このように乳首・会陰・視線で気持ちよくする風変わりなエッチが繰り広げられてます。
非日常の快感を追求した作品
どちらかというとエッチよりも催眠に光るものを感じる作品です。

女医のイメージにぴったりな優しくて落ち着いた声と性格のお姉さんが
男性の心の中に溜まってる露出願望を満たそうとエッチな催眠を施します。

催眠を始める前に簡単なカウンセリングをして不安や緊張を解きほぐし
アンケートの最中に心地よさを感じる暗示を入れて声に対する依存心を膨らませるなど
「彼女の言葉を受け入れ、従う」ことを自然にできる心の構築に的を絞り丁寧にリードします。

先「私も あなたのことが好きですよ」
そして先生も心を預けてくれた彼の気持ちに言葉と行為で応えます。
彼女がご主人様になったのは彼がドMだからであって従わせたいからではありません。
催眠をかけた後に始まるエッチも彼の性的嗜好を第一に考えたものに終始してます。
変態性の高いプレイに反して彼女の優しさを強く感じました。

催眠はナレーターの扱いがとても上手で割と入りやすいです。
主人公の心情変化をそのままなぞっていくので自分と重ね合わせやすいのもあります。
暗示の方向性、アンケートの質問と答えさせ方、その後にあるとどめの深化が特に印象的でした。

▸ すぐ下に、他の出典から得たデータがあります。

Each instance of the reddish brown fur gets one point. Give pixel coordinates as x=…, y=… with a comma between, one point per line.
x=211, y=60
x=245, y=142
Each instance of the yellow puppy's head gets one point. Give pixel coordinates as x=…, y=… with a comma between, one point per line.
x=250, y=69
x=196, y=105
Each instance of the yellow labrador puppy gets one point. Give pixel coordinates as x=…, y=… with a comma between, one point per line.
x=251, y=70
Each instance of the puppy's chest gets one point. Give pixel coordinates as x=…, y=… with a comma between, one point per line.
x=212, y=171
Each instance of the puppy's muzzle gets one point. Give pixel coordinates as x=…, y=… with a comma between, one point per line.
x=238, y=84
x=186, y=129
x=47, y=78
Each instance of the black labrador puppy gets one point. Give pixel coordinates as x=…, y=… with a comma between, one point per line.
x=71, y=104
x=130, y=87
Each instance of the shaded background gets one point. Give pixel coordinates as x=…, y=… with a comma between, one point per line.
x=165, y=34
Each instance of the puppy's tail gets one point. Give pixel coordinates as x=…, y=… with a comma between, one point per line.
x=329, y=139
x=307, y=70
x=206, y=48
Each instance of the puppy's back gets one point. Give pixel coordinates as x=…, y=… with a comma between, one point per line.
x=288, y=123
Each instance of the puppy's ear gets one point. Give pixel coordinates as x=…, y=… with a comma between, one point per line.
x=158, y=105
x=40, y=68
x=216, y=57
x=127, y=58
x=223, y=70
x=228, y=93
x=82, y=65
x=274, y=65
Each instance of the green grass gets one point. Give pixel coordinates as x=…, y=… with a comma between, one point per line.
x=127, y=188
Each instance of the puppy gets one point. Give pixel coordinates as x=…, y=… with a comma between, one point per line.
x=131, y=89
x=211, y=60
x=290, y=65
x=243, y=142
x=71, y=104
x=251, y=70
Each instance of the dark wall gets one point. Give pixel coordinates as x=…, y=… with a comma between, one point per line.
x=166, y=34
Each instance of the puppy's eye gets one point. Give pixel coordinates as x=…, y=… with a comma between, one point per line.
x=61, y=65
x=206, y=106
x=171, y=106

エッチは処女作だからなのでしょうが色々と引っ掛かる部分が見られます。
中でも感度強化パートを催眠の直後に置いてるのが大いに疑問です。
エッチの前に感度を強化するのはドライ系の催眠音声だとよくあることです。
ですが本作品は感度を強化した後に奴隷の契約を結び、さらにノーハンドプレイを挟んでからようやくいじり始めます。

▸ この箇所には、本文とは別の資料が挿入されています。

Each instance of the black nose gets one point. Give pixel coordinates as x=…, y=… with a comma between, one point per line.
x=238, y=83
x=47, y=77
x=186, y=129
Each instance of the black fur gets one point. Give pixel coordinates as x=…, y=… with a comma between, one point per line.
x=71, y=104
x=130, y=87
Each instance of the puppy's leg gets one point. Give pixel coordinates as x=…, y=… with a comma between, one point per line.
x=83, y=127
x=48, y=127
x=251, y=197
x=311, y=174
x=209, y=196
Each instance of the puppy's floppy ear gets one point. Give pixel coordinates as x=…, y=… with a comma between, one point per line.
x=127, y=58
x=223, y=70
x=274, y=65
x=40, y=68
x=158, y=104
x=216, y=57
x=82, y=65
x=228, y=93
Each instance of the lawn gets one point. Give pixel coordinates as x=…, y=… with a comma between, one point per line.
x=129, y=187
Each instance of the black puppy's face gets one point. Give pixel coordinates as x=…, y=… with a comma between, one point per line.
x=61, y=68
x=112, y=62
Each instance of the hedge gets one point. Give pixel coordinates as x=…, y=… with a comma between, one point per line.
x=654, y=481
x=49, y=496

具体的には感度を強化した45分後に乳首オナニーの指示が出ます。
これだけ間を置かれたら感度を強化する意味がないのではないかなと。
私が聴いた時もエロパート(セルフ)より感度強化パートのほうがずっと気持ちよかったです。

感度強化パートは見られる快感といじる快感を上げるアプローチがされてるので
これらを分割して前者をエロパート(ドライ)の直前に
後者をエロパート(セルフ)の直前に置いたほうが機能すると思います。

あとはナレーターを持て余してるところでしょうか。
すべてを先生に語らせるのではなく、二人で手分けして進めれば時間が短くなって密度も上がります。
催眠音声で2時間は長いほうなので集中力を維持しやすくする意味でももう少し切り詰めたほうがいいです。

絶頂シーンは3回+α(連続絶頂)。
淫語そこそこ、ちゅぱ音ごく僅か、喘ぎ声はありません。

催眠は良いのだけどエッチがうーん…な作品です。

CV:みる☆くるみさん
総時間 効果音あり…1:55:06 効果音なし…1:54:56(両者の違いは足音やドアの開閉音の有無のみです)

オススメ度
■■■■■■□□□□ 6点


体験版はこちらにあります

追記
作品自体の点数は5点。
115分で700円とコスパがいいので+1してあります。